The Ultimate Guide to Call Center Metrics

Call Center | 4 minute read

One of the most critical tasks for a contact center manager is prioritizing metrics and KPIs. As the old saying goes, “you can’t manage what you don’t measure”.

What makes this task so daunting is the sheer number of metrics to choose from: Service Level, Customer Satisfaction Scores, Abandon Rate, First Call Resolution… the list goes on.

It can be tempting to measure everything, but it’s more effective to select a few KPIs so you can focus on certain performance areas of your call center. We’ve put together a comprehensive list of metrics so you can select the best ones for your contact center strategy.

What Are Call Center Metrics?

Call center metrics are benchmarks you can use to measure your daily call center activity. Common Key Performance Indicators, or KPIs, are often tracked automatically through your integrated phone system so you can explore historical data and trends.

The metrics you track help you understand your performance in different areas, such as CX, agent efficiency, and call volumes. #CX #KPIs #CCTR Click To Tweet

Why Are Call Center Metrics Important?

Those who do not know history are doomed to repeat it. This famous saying rings especially true when it comes to metrics in the call center. It can be easy to get caught up in the daily grind, but by taking a step back and understanding where your challenges lie, you can create a plan for improvement.

The KPIs you choose to track will help you understand your call center’s performance in different areas, such as customer experience, agent efficiency, and handling of high call volumes.

What Are the Top Call Center Metrics?

First Contact Resolution (FCR)

Customers don’t actually want to reach out to your contact center. They do it out of necessity because they have an issue and require support. It’s in both of your best interests to make the first engagement your only engagement on the matter, so the customer is satisfied and your agents don’t spend excessive amounts of time on a single problem.

FCR is calculated by dividing the number of inquiries received within the first interaction by the total number of customer inquiries. The resulting percentage shows how often your call center can achieve this ideal.


93% of customers using the call center expect to resolve their inquiry or problem on the first call. – SQM Group

Customer Satisfaction (CSat) Score

The subjective nature of customer satisfaction makes it tricky to measure. You can collect data from your customers through surveys, questionnaires, or through third-party services. But what you ask is just as important, as your questions will have a direct impact on the kinds of answers you receive.

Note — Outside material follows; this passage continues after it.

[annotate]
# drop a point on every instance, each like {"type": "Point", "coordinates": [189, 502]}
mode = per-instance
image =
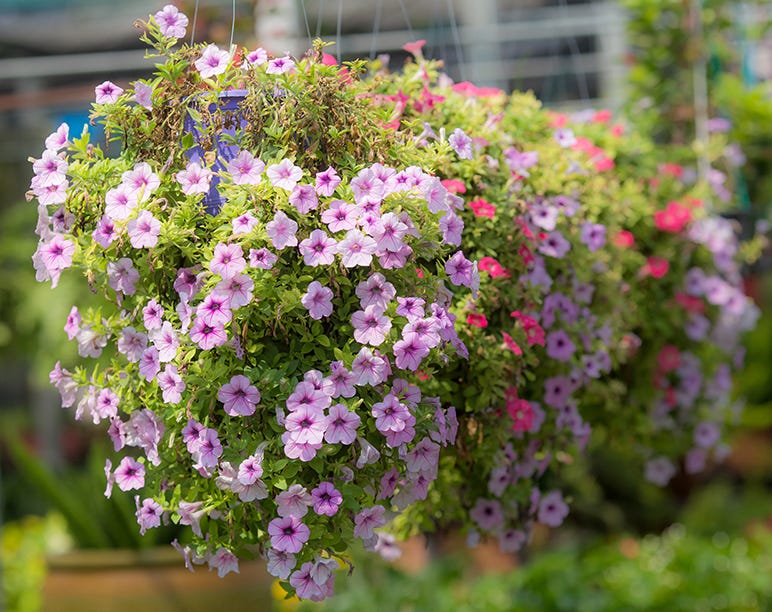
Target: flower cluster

Net promoter score is a very common approach. Essentially, this approach boils down to the question: “Would you recommend our product or service to a friend or colleague?”. By identifying areas where your service excels and areas for improvement, you can make data-driven decisions to improve your customer experience!

Occupancy Rate

If you’re looking for insights on contact center agent efficiency, occupancy rate is a good metric to track. This percentage shows the amount of active time versus idle time — in other words, how much time they spend serving callers versus waiting for the phone to ring.

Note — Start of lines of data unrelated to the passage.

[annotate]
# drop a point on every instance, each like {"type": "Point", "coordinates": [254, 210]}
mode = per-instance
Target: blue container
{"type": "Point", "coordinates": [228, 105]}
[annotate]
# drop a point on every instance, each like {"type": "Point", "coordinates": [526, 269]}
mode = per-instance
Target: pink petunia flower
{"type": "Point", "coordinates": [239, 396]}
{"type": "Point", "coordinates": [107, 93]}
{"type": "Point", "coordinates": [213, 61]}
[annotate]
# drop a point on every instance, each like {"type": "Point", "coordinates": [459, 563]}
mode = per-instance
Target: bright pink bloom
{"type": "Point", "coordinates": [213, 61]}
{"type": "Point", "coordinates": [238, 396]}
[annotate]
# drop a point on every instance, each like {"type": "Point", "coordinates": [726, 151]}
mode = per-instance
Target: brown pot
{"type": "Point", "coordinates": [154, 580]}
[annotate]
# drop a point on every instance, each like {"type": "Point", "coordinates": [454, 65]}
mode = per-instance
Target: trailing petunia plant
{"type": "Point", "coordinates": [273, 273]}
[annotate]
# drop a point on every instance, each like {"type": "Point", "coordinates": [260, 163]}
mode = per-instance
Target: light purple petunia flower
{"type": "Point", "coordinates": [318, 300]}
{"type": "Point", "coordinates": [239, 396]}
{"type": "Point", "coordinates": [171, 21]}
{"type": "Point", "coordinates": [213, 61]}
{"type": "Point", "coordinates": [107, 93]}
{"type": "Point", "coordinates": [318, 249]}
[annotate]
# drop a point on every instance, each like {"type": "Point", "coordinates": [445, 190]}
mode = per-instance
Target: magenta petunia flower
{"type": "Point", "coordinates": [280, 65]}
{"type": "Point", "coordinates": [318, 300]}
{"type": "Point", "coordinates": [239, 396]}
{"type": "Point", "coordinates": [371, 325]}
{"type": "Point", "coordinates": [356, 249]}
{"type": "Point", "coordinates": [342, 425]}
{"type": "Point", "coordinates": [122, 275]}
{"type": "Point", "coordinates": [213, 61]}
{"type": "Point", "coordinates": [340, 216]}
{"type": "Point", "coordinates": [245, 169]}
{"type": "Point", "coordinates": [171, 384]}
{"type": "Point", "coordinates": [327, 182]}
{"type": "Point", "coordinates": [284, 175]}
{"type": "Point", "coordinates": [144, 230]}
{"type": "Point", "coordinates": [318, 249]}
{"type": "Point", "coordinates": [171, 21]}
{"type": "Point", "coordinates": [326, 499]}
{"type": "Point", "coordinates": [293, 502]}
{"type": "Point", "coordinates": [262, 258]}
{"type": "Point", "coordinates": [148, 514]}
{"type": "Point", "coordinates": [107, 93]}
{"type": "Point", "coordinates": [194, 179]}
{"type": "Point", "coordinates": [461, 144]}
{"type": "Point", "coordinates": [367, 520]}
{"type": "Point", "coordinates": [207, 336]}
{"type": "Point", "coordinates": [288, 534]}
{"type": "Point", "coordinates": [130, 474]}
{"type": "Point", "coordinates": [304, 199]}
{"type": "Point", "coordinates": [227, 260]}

Remember that boosting occupancy rate is about more than having your staff work harder. More often than not, the issue lies in overstaffing during quiet periods, so be sure to forecast your call volumes and schedule shifts strategically. Another option is to assign your agents secondary tasks during quiet periods so they remain productive.

Abandonment Rate

This metric shows you how many of your callers hang up before reaching an agent, also known as an “abandoned call”. While there are many reasons why a customer may abandon a call, the most common reason by far is long hold times.

Callers get easily frustrated waiting in the call queue, which harms your customer experience. Plus, high call volumes negatively affect your agents as they struggle to serve a mounting queue of callers. Keep your abandon rates low by hiring more staff or adopting a call-back solution so your loyal customers aren’t left waiting.

Service Level/Average Speed of Answer (ASA)

Service level, or average speed of answer, is one of the most common metrics contact centers track. It’s defined as a pair of numbers: a percentage value and a time value in seconds. So, for example, an “80/20″ service level means 80% of calls answered in 20 seconds.

For many call center managers, maintaining service levels is a top priority. Most experts agree that a call center’s service level should be based on what that call center can reasonably achieve given its resources and expected call volume. Coming up with this figure requires deep analysis and hard work.